Cette situation dramatique, survenant dans le pays le plus pauvre des Amériques, ne peut laisser la France indifférente, compte tenu de l’histoire qui nous lie à lui.

On sait que l’État haïtien est gravement déstructuré, ne possédant ni administration, ni armée, ni police fiables. Chaque crise amène une vague migratoire aux Antilles et en Guyane, qui sont solidaires mais quelque peu dépassées.

Quelle analyse la diplomatie française fait-elle de ces événements ? Quelles initiatives la France compte-t-elle prendre, dans les prochaines semaines, pour encourager le retour au calme dans ce pays, victime tragique de l’histoire ? Comment peut-elle, dans le contexte actuel, susciter une intervention rapide et efficace de l’ONU ?

M. Jean-Baptiste Lemoyne, secrétaire d’État auprès du ministre de l’Europe et des affaires étrangères. Madame la députée, nous partageons votre analyse. La situation en Haïti est particulièrement préoccupante depuis le mois de juillet 2018.
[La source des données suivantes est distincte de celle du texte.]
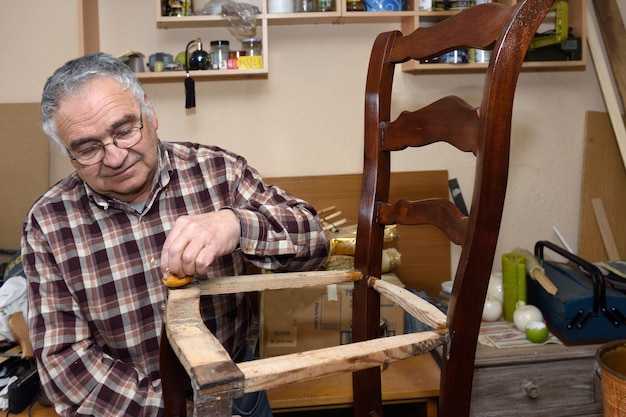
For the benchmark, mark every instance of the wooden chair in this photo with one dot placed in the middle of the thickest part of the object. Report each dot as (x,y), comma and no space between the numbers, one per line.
(484,131)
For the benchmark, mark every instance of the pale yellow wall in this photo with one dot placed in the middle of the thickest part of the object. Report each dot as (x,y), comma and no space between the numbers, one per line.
(306,118)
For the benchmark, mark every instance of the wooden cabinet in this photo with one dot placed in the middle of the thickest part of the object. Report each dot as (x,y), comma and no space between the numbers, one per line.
(408,20)
(547,380)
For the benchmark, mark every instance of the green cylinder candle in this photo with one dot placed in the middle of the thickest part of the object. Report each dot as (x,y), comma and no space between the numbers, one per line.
(513,283)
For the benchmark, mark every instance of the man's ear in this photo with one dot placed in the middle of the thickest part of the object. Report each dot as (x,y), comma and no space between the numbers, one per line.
(153,119)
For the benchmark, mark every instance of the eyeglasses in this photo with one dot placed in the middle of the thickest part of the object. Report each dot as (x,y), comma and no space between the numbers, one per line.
(95,153)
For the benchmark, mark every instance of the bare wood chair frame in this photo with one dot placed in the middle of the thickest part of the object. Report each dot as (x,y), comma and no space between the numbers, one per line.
(190,351)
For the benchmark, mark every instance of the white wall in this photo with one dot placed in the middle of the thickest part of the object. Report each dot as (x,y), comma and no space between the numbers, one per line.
(306,118)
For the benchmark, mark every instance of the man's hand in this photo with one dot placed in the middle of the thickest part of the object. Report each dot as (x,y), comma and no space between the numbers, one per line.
(195,241)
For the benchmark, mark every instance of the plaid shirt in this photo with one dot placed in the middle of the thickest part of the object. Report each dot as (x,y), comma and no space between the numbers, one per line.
(96,298)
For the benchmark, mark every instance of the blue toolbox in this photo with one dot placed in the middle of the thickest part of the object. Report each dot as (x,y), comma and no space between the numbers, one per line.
(586,309)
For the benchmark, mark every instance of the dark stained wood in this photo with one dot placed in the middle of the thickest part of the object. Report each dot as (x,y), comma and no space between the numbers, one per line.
(510,31)
(486,133)
(425,250)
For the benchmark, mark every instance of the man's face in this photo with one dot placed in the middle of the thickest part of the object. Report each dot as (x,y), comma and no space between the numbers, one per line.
(101,110)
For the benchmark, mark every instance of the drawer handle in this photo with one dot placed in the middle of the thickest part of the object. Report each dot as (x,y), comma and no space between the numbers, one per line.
(531,389)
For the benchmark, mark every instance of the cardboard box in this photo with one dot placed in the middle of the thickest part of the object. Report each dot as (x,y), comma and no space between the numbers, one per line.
(301,319)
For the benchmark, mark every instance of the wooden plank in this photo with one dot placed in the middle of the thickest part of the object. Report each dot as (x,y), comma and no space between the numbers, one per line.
(409,380)
(606,81)
(262,282)
(605,229)
(425,249)
(276,371)
(411,303)
(604,177)
(614,36)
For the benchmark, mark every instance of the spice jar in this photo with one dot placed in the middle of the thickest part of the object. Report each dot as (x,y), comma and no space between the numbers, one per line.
(219,54)
(252,46)
(326,6)
(355,5)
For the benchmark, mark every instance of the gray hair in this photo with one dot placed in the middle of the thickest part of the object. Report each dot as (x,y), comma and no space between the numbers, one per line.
(75,74)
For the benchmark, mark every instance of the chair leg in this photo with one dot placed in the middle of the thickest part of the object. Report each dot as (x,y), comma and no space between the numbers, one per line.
(367,393)
(174,379)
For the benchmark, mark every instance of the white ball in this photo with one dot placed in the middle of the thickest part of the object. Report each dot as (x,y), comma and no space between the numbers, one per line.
(525,314)
(494,290)
(492,310)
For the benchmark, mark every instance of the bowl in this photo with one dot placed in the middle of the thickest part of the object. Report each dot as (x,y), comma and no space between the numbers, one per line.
(384,5)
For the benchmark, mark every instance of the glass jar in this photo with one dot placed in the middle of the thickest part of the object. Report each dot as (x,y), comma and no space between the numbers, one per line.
(326,6)
(219,54)
(355,6)
(252,46)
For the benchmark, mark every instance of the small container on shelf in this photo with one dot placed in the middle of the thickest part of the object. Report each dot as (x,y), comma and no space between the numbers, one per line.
(355,6)
(219,54)
(326,5)
(252,46)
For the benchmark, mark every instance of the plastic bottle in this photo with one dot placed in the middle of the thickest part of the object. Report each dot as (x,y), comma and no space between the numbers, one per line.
(220,51)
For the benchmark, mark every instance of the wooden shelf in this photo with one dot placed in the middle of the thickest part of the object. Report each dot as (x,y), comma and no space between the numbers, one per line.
(409,21)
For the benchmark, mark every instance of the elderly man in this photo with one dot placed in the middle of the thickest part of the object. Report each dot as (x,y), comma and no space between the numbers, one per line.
(97,244)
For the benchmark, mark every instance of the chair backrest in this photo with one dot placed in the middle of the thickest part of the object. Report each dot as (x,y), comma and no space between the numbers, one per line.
(191,354)
(484,131)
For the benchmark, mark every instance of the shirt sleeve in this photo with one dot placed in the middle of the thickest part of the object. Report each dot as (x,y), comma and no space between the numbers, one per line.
(279,232)
(78,376)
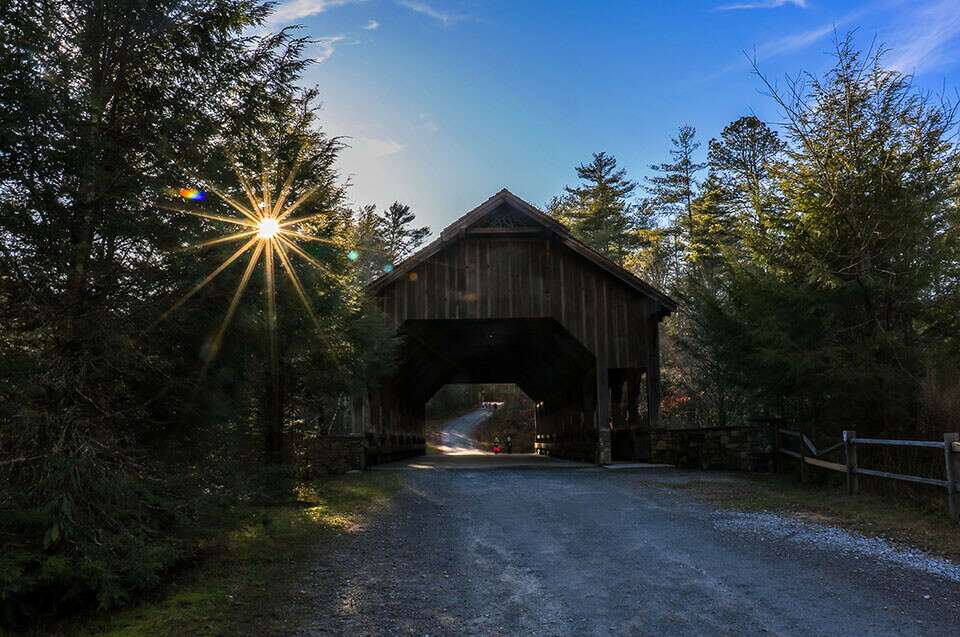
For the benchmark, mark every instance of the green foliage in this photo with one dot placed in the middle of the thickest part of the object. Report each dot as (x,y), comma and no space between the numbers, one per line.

Plusieurs mouvements insurrectionnels se sont succédé, avec une recrudescence depuis la fin du mois d’août. Ils ont provoqué quarante-deux morts depuis le mois de septembre et plusieurs dizaines de blessés. L’ambassade de France et l’Institut français ont été la cible d’actes de vandalisme. Je tiens à saluer le dévouement de notre ambassadeur et de son équipe pour faire face à ces événements.

La situation politique est aujourd’hui totalement bloquée, puisque le nouveau gouvernement n’a pas été investi.

Dans ce contexte, nous avons déterminé trois priorités.

Il s’agit, d’abord, d’assurer la sécurité de la communauté française, notamment en prenant certaines précautions. Nous avons ainsi maintenu la fermeture du lycée Alexandre-Dumas à l’issue des vacances de la Toussaint, pour éviter toute prise de risques.

Notre deuxième priorité est de prévenir une dégradation de la situation humanitaire, qui est déjà précaire : 4 millions de personnes souffrent d’insécurité alimentaire, soit 40 % de la population. Vous avez approuvé, jeudi dernier, en présence de Jean-Yves Le Drian, le doublement de l’enveloppe dédiée à l’aide alimentaire programmée française, ce qui nous permettra d’offrir, par l’intermédiaire du Centre de crise et de soutien, des solutions pour faire face à la crise.

Enfin, notre troisième priorité est de soutenir la reprise d’un dialogue. Le Président de la République d’Haïti doit naturellement être à la hauteur des circonstances. Nous l’accompagnerons s’il le souhaite, et nous serons aux côtés de la société civile et des forces vives du pays, avec l’aide de l’OIF, l’Organisation internationale de la francophonie, et de l’Union européenne, pour faciliter le rétablissement du dialogue. Il y en a grand besoin.